4. Problematik des Solospiels:
Häufig verbindet sich mit dem Solospiel die allzu souveräne Haltung, sich und anderen zeigen zu wollen, dass man mit sich selbst anfangen kann. Diese Haltung ist z.B. in der klassischen Musik, aber auch im Alltagsleben gewollt und „normal“. Die (der) Solist(in) soll/ will dann zeigen, dass sie/ er anfangen kann und sich von der leiblichen Übereinstimmung mit sich, ihrem/ seinem „Ich zeige euch, ich kann es“ leiten lässt. Dieser „Egoismus“ ist aber begrenzt durch die ängstliche Strategie der Fehlervermeidung (=> oft Lampenfieber).
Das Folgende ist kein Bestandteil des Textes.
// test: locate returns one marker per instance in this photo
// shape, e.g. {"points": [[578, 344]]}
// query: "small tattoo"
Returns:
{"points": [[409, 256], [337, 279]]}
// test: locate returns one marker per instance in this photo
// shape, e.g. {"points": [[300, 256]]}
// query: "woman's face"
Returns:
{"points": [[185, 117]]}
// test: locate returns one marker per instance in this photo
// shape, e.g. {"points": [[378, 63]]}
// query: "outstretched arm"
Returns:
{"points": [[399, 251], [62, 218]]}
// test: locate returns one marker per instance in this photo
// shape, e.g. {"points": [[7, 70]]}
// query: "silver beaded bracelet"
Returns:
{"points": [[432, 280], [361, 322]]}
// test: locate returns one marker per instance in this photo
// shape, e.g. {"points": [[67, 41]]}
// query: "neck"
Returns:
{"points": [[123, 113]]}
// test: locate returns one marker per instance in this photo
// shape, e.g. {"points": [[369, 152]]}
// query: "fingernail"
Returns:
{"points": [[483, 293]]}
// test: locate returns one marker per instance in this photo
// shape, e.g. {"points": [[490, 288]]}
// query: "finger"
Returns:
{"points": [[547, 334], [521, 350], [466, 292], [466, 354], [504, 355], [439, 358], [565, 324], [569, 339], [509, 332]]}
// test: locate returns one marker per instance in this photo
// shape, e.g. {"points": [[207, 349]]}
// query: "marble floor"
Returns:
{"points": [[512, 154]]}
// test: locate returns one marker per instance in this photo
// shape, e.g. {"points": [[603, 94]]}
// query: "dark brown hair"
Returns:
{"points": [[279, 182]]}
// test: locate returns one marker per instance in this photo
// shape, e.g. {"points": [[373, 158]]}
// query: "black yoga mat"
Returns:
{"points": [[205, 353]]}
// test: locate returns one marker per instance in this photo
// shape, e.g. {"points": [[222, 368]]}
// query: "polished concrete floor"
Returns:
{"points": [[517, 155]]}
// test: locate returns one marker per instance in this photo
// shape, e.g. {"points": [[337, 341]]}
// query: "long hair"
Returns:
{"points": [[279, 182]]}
In der Improvisation können wir uns dessen bewusst werden und versuchen, den vermeintlich perfekten, souveränen, egoistischen Solisten vom Sockel zu holen, durch:
a. Das „Gehabe“ der Solistin/ des Solisten ignorieren, sogar bis zum Platzverweis
(Problem bei der „Offenen Bühne“: sollte man renitente Partizipierende (Hyperegos) vor die Tür setzen? => Gefahr: Destruktive Lösung für den Gemeinschaftsgeist!).
b. Geschickte Kommunikation und musikalische Einbindung des solistischen Spiels in die Gruppe (Offenheit bewahren, Spielerische Angebote an die Solistin/ den Solisten richten, von dort kommende Angebote aufgreifen und einbinden.)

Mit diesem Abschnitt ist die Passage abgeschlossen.